Question 39
Domain 2: Data ProcessingA data engineer needs to remove unusually extreme values from a Spark DataFrame column. Which approach correctly identifies outliers using a commonly accepted spread-based rule from the provided methods?
Correct answer: D
Explanation
Outliers in a Spark DataFrame can be identified and removed using either a standard deviation-based rule or the interquartile range method, both of which rely on how far values fall from the main distribution. — official.txt
Why each option is right or wrong
A. Flag values as outliers only when they appear more than once in the DataFrame.
Outlier detection is based on statistical spread, not repetition count.
B. Treat all values below the column average as outliers and remove them.
Values below the average are not automatically outliers; spread-based thresholds are required.

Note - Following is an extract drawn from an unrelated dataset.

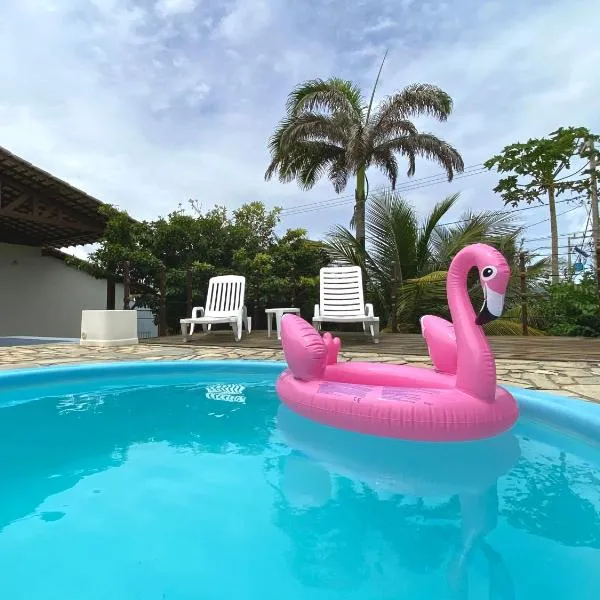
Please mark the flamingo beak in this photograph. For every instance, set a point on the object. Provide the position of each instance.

C. Remove rows only after sorting the column and discarding a fixed percentage from each end.
The provided methods are standard deviation-based rules and the IQR method, not fixed trimming.
D. Use either a standard deviation-based threshold or the interquartile range to identify extreme values.
The source material states that outliers in a Spark DataFrame can be identified and removed using either standard deviation-based rules or the interquartile range (IQR) method. Because the question asks for a provided spread-based approach for detecting unusually extreme values, this matches both accepted methods named in the material.